618 million Daily Active Users.
4000 shards, 9000 memcache instances.
Simple math, 618m/4000 is 154000 users per database (this is a horrible metric but illustrates my point) and 618m/9000 = 68666 and a bit users per memcache intances.
I hardly think this is a "fate worse than death", When you have a billion users with 600,000,000 DAU's whatever technology you use is going to have snags as you are pushing the envelope in just about every way.
This article reads like a Microsoft Whitepaper about why only a Microsoft technology running on a Microsoft platform will solve all your problems.
Also, full ACID is overrated. Banks do well without it for years.
Previous comments: https://news.ycombinator.com/item?id=2740432
Pretty closed minded approach. Just because it is usually not a good idea to do a rewrite, does not mean it is always true.
Here is an example which indicates you are probably wrong with that type of thinking:
What happens if a shop decides to store all their data in flat text files initially because it was easier and they were not expecting it to scale much. Later on and after huge expansion they realize that flat text files really is not the best solution, in fact it is pretty much the worst solution and decide that a rewrite with better technology is needed.
At this point you say you lose all respect for them? Does that attitude make sense?
Being an engineer myself, I know how easy it is to see things as black and white and that the right answer is "just so obvious." But the more I do, the more I see that this approach is almost always wrong or, at best, half-baked.
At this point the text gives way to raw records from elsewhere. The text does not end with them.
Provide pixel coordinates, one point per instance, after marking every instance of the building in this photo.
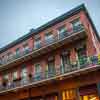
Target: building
(57, 61)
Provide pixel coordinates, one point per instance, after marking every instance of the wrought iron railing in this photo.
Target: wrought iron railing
(61, 70)
(55, 38)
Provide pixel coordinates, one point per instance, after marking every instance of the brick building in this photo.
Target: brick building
(58, 61)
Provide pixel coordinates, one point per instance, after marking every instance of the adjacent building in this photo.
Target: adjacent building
(58, 61)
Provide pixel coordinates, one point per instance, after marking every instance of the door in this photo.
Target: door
(51, 68)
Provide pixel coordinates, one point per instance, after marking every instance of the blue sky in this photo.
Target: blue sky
(17, 17)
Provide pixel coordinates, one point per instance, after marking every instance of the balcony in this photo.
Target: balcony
(43, 47)
(71, 70)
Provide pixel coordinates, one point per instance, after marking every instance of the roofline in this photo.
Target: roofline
(49, 24)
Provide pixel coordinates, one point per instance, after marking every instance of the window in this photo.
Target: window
(76, 23)
(24, 72)
(51, 66)
(62, 31)
(65, 60)
(17, 52)
(49, 37)
(6, 77)
(10, 55)
(37, 71)
(26, 48)
(14, 75)
(82, 55)
(37, 43)
(37, 68)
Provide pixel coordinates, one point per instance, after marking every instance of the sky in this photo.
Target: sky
(17, 17)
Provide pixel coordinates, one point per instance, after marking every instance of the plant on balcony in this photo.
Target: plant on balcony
(94, 59)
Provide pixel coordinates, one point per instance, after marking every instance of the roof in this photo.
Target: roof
(49, 24)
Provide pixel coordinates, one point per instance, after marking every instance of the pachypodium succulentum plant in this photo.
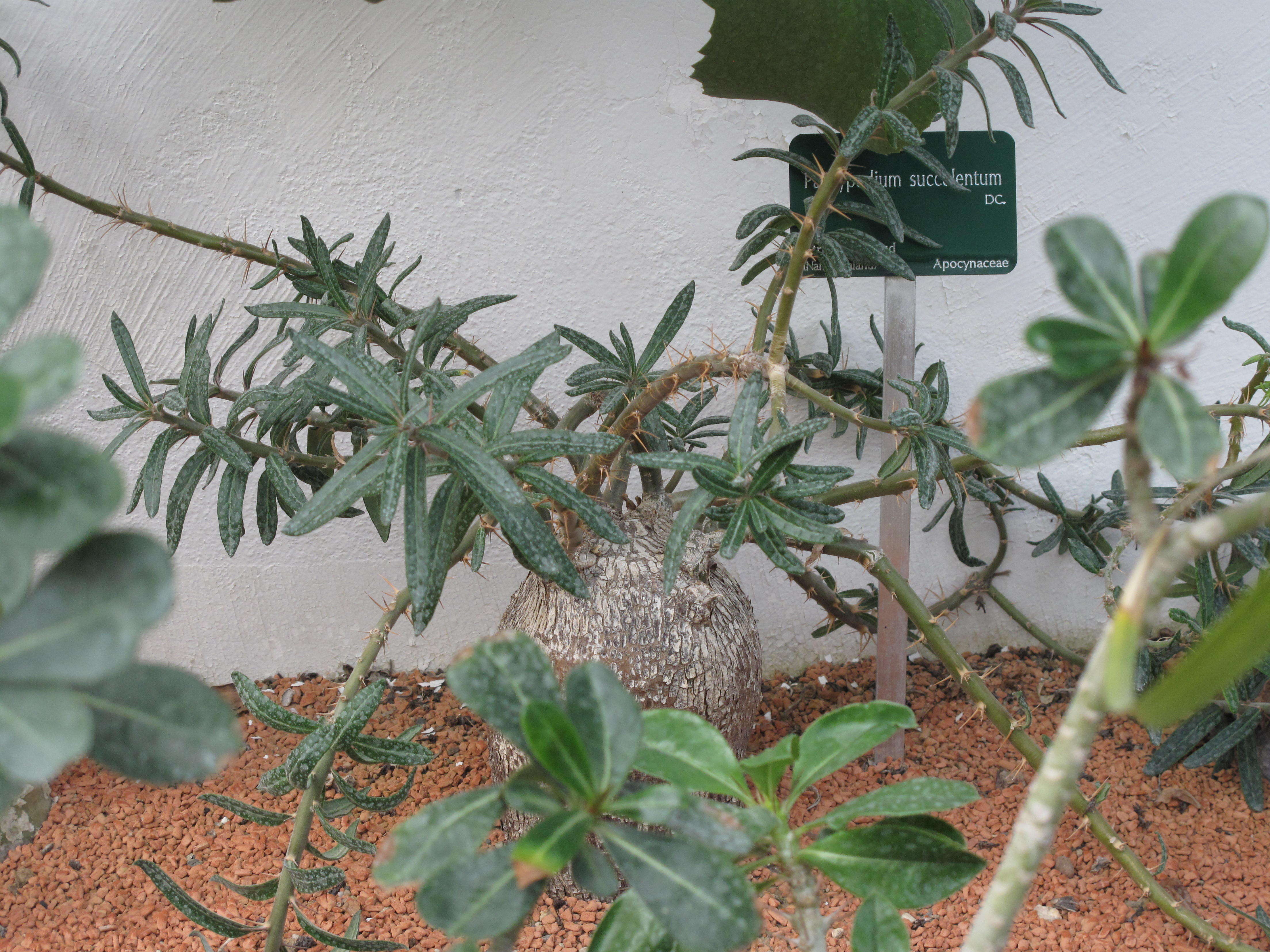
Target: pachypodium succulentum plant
(69, 684)
(685, 859)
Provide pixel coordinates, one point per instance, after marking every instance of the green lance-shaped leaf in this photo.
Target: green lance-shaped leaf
(550, 844)
(1094, 273)
(878, 927)
(836, 739)
(201, 916)
(556, 744)
(376, 805)
(23, 252)
(609, 721)
(256, 892)
(700, 898)
(1077, 350)
(629, 926)
(685, 749)
(911, 867)
(334, 941)
(83, 621)
(768, 768)
(314, 880)
(923, 795)
(439, 834)
(41, 732)
(248, 812)
(1216, 252)
(1232, 646)
(1018, 87)
(498, 678)
(1175, 429)
(160, 725)
(268, 711)
(183, 493)
(478, 897)
(1027, 418)
(667, 328)
(503, 499)
(54, 492)
(568, 496)
(47, 368)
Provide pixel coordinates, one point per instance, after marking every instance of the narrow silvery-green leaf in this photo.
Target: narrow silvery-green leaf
(1175, 429)
(197, 913)
(248, 812)
(1028, 418)
(23, 252)
(1219, 248)
(1094, 275)
(334, 941)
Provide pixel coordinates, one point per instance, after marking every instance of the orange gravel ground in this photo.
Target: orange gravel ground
(75, 889)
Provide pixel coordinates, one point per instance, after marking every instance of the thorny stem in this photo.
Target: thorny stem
(939, 643)
(1033, 629)
(812, 927)
(233, 248)
(318, 780)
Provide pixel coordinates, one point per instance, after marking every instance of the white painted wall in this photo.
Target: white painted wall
(559, 151)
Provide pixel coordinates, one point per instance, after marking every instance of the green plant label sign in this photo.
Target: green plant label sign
(977, 230)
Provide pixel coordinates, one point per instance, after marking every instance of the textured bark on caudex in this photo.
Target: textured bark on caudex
(695, 649)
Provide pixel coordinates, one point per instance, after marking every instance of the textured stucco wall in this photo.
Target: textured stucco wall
(559, 151)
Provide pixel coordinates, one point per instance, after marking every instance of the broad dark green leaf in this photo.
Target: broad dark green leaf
(334, 941)
(444, 831)
(477, 897)
(83, 621)
(609, 720)
(201, 916)
(1230, 649)
(47, 367)
(54, 490)
(629, 926)
(1077, 350)
(700, 898)
(160, 725)
(923, 795)
(498, 678)
(908, 866)
(1094, 275)
(878, 927)
(686, 749)
(556, 744)
(1027, 418)
(552, 844)
(1216, 252)
(41, 732)
(836, 739)
(23, 252)
(248, 812)
(1177, 431)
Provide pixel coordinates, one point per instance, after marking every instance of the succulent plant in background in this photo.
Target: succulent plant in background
(69, 684)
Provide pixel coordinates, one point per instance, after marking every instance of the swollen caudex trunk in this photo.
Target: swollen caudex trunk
(695, 649)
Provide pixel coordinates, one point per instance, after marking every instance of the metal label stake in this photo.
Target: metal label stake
(900, 339)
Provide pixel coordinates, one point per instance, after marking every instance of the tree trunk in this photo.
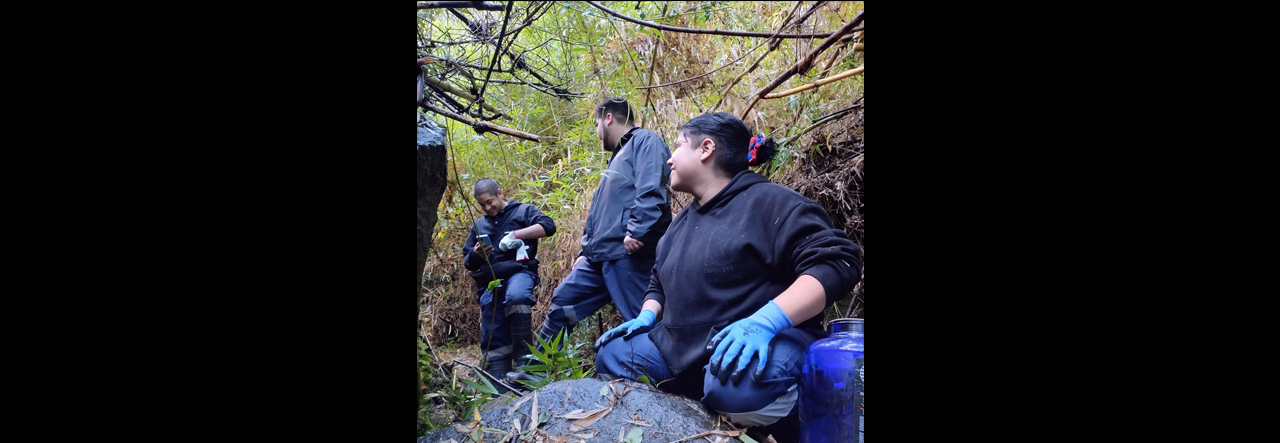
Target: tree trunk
(430, 190)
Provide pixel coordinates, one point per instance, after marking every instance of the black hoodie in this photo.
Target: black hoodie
(513, 215)
(723, 260)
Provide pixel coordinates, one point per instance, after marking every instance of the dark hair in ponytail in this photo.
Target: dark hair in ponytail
(734, 140)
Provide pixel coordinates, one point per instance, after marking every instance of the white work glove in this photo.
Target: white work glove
(510, 242)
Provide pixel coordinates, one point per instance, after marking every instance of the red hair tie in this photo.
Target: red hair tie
(755, 144)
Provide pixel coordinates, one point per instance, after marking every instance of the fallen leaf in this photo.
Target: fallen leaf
(590, 419)
(580, 414)
(634, 435)
(571, 415)
(512, 410)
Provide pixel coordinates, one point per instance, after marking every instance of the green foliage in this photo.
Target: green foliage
(556, 362)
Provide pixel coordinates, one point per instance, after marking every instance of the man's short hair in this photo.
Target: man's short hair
(620, 109)
(484, 186)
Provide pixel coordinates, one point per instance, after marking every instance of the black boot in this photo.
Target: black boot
(499, 369)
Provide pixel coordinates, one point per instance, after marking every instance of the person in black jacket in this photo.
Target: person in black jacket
(630, 211)
(741, 279)
(504, 311)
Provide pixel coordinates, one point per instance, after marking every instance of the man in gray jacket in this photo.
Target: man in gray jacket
(629, 214)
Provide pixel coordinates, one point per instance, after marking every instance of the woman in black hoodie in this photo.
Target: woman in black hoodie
(741, 279)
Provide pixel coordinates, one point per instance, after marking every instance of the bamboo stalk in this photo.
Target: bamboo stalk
(821, 82)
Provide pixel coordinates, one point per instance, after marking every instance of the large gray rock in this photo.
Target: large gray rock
(661, 416)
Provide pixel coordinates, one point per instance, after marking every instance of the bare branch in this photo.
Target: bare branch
(480, 127)
(657, 48)
(716, 32)
(462, 94)
(773, 45)
(817, 123)
(821, 82)
(803, 65)
(480, 5)
(493, 62)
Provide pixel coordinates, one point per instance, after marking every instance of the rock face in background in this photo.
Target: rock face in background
(624, 406)
(430, 190)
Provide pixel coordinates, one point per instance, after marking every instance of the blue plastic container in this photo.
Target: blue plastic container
(831, 386)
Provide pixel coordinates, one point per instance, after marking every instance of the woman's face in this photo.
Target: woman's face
(685, 163)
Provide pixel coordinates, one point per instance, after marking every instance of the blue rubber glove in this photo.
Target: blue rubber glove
(510, 242)
(745, 338)
(627, 329)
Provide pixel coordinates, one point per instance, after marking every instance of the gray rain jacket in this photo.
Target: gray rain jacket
(631, 200)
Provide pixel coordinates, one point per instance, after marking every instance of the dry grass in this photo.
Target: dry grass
(830, 172)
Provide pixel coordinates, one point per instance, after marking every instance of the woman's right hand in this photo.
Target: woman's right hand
(627, 329)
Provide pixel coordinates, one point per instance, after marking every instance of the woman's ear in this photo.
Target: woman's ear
(705, 149)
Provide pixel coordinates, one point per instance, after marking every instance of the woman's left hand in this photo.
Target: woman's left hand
(746, 338)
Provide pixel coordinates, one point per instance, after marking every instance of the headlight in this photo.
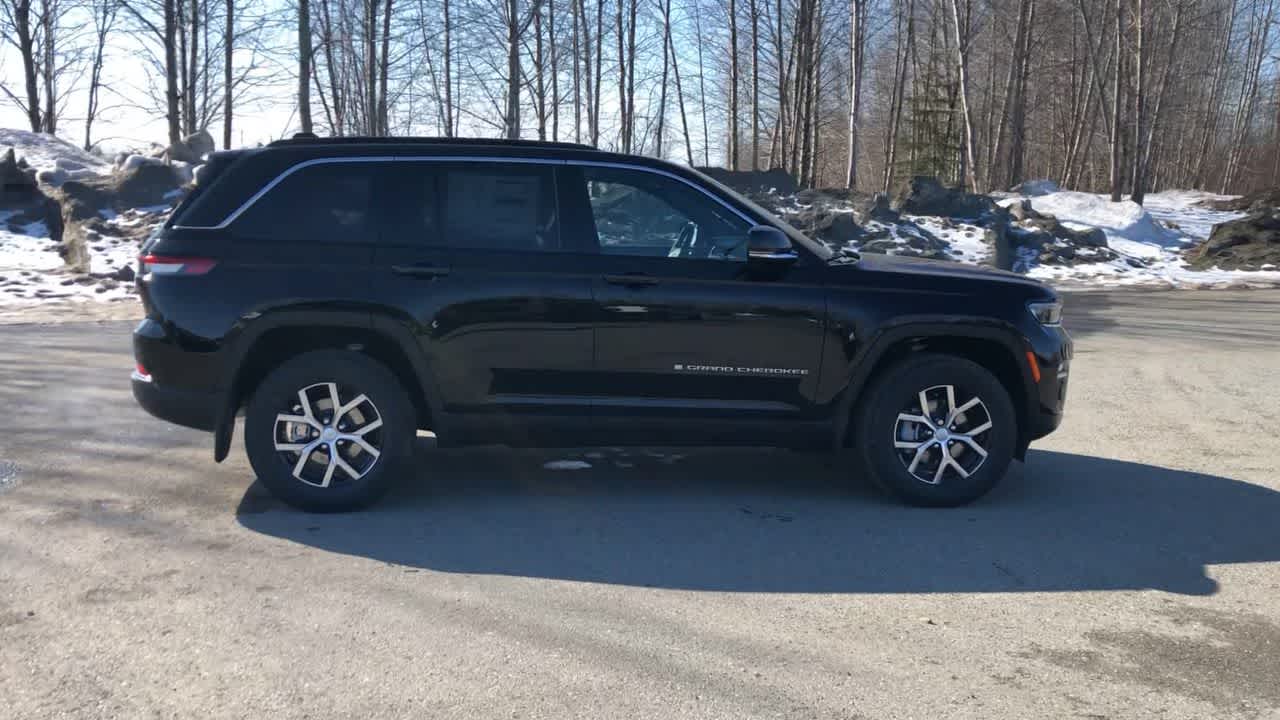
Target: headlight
(1047, 313)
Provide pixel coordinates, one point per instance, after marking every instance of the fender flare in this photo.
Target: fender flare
(252, 329)
(864, 363)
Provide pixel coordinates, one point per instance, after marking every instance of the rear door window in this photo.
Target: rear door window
(328, 203)
(501, 206)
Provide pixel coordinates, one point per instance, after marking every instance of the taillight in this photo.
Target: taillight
(170, 265)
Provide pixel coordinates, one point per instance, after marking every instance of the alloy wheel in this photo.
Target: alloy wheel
(330, 434)
(942, 434)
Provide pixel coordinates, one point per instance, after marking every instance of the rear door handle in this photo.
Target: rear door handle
(631, 279)
(420, 270)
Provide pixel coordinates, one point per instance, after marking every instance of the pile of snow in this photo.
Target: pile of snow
(1037, 187)
(1150, 240)
(49, 153)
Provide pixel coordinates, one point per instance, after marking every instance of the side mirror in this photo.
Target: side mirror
(768, 245)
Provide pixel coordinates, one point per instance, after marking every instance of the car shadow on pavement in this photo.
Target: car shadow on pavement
(782, 522)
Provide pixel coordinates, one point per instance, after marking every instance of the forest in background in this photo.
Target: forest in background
(1120, 96)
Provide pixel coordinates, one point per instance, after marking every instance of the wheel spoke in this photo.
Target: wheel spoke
(333, 399)
(306, 406)
(942, 466)
(924, 404)
(919, 455)
(346, 468)
(364, 445)
(359, 434)
(329, 468)
(302, 459)
(304, 419)
(342, 411)
(973, 445)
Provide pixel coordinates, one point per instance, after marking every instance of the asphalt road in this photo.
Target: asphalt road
(1130, 568)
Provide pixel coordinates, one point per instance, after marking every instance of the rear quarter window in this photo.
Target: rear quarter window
(329, 203)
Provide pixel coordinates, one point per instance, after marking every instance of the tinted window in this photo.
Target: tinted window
(325, 203)
(639, 213)
(492, 205)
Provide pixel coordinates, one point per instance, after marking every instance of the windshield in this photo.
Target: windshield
(818, 249)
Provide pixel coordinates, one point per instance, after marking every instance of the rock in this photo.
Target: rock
(1022, 210)
(1242, 245)
(200, 142)
(927, 196)
(1037, 187)
(24, 200)
(53, 177)
(1251, 203)
(14, 176)
(749, 182)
In most situations, there is more than one option. So, to say that rewriting everything is the only solution, especially when the guy doesn't even work at Facebook, is a classic example of engineering arrogance.
The second problem I have with the original comment is that it doesn't acknowledge that, in any situation, tradeoffs exist. The way you sell things, both to executives and potential customers, is not to just come in and say "there is only one right answer, you have to do it this way" but to provide a thorough analysis of the current situation, acknowledge the different tradeoffs and provide options based on the top few scenarios.
When a distinguished but elderly scientist states that something is possible,
he is almost certainly right.
When he states that something is impossible, he is very probably wrong.
The other two : 2.The only way of discovering the limits of the possible
is to venture a little way past them into the impossible.
3.Any sufficiently advanced technology is indistinguishable from magic.